For several years, the death of the Personal Computer ("PC") has been a hot topic amongst prognosticators as concerns about the rise of tablets and smartphones grew. Of course, we have seen PC sales and prices fall over the years, but they still offer some functionalities that tablets lack, which has made them surprisingly sticky for enterprise. While a consumer may be able to do without Excel or heavy programs, many businesses cannot. While the PC has certainly been wounded, it isn't dead. Intel's (NASDAQ:INTC) just announced quarter proved that.
While Intel shares have rallied solidly over the past month, shares have been an underperformer for quite some time, spending years below $30. In fact, shares remain below levels they were trading in late 2003. This is because the company is still very reliant on PCs, and its mobile strategy continues to underwhelm. While mobile continues to be a problem spot for the company, Intel delivered blockbuster PC results with excellent margins and cash flow. The company also recommitted to shareholder returns, which should further improve stock performance in coming months. I expect the bias in shares going forward will be to the upside.

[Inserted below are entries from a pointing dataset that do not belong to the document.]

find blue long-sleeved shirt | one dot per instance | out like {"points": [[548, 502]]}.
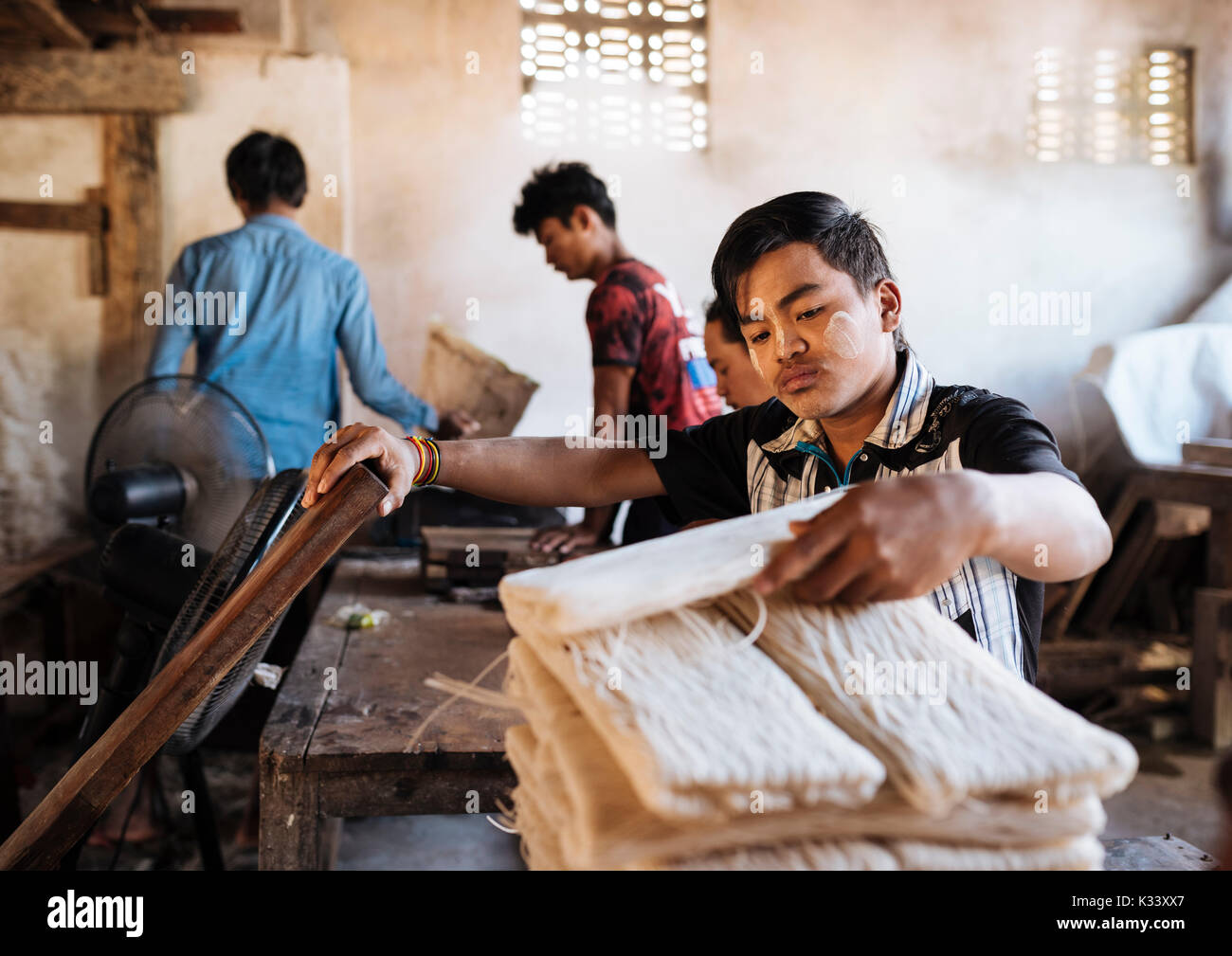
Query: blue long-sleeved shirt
{"points": [[279, 355]]}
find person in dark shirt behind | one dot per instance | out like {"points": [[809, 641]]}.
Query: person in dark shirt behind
{"points": [[738, 382], [645, 360]]}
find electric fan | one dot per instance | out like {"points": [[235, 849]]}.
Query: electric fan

Intel even managed to beat consensus despite increasing guidance a few weeks ago. Intel earned $0.55 on $13.8 billion in revenue against expectations of $0.53 on sales of $13.7 billion (all financial and operating data available here). Sales were up 8% sequentially and year over year. This growth was powered by a dramatic acceleration in its PC group, which grew sales by 6% compared to a drop of 1.5% last quarter. Notebook volumes were up a truly fantastic 9%, and desktop sales were surprisingly strong, at +8%.
Thanks to stronger utilization, higher selling prices, and cost controls, gross margins jumped dramatically to 64.5% from 59.6% last quarter and 58.3% last year. With growing revenue and expanding margins, net income growth was truly fantastic, up 40% year over to year to $2.8 billion even though Intel's effective tax rate increased 3%. These strong results translated to operating cash flow of $5.5 billion, which will help Intel fund capital returns in coming quarters.
Now, stocks are indicative of expected future cash flows, not past ones. That is why it is important to note that Intel's growth was not a one quarter event as the company increased forward guidance dramatically. Next quarter, INTC should generate sales of $14.4 billion, plus or minus $500 million while analysts are looking for closer to $14 billion. Gross margins will also stay robust at 66%. For the full year, Intel will grow revenue by 5% compared to expectations of 3.5%. This should translate to about $2.15 in EPS in 2014 and potentially $2.30 in 2015.
Finally, Intel announced a blockbuster $20 billion share repurchase program that will cut the share count by at least 11% over 18 months. Next quarter, Intel plans to buy back $4 billion in stock compared to $2.1 billion this quarter. This buyback will allow Intel to dramatically cut its share count to accelerate its EPS growth. Intel carries $17.3 billion in cash against $13.2 billion in debt though much of this cash is offshore. With its steady cash flows, Intel can add some leverage to its capital structure to maintain this pace of shareholder returns. I would expect about $10 billion of debt issuance in the next 15 months to fund this buyback. With $20 billion in operating cash flow and at least $9 billion in free cash flow this year, Intel can definitely afford this incremental debt issuance. With such low rates and a stock that yields 2.8%, this is a prudent strategy.
Intel has defied the skeptics and shown that its PC business can still deliver blockbuster numbers. Importantly, strong results should continue for the balance of the year, and margin expansion will help net income. With its strong cash flow, buying back more shares make sense and will accelerate earnings growth. I expect shares to trade to $35, which is only 15x 2015 earnings. At the current valuation and with strong capital returns, Intel is a buy. I would be a buyer on these results and would add on any dip.
Disclosure: The author has no positions in any stocks mentioned, and no plans to initiate any positions within the next 72 hours. The author wrote this article themselves, and it expresses their own opinions. The author is not receiving compensation for it (other than from Seeking Alpha). The author has no business relationship with any company whose stock is mentioned in this article.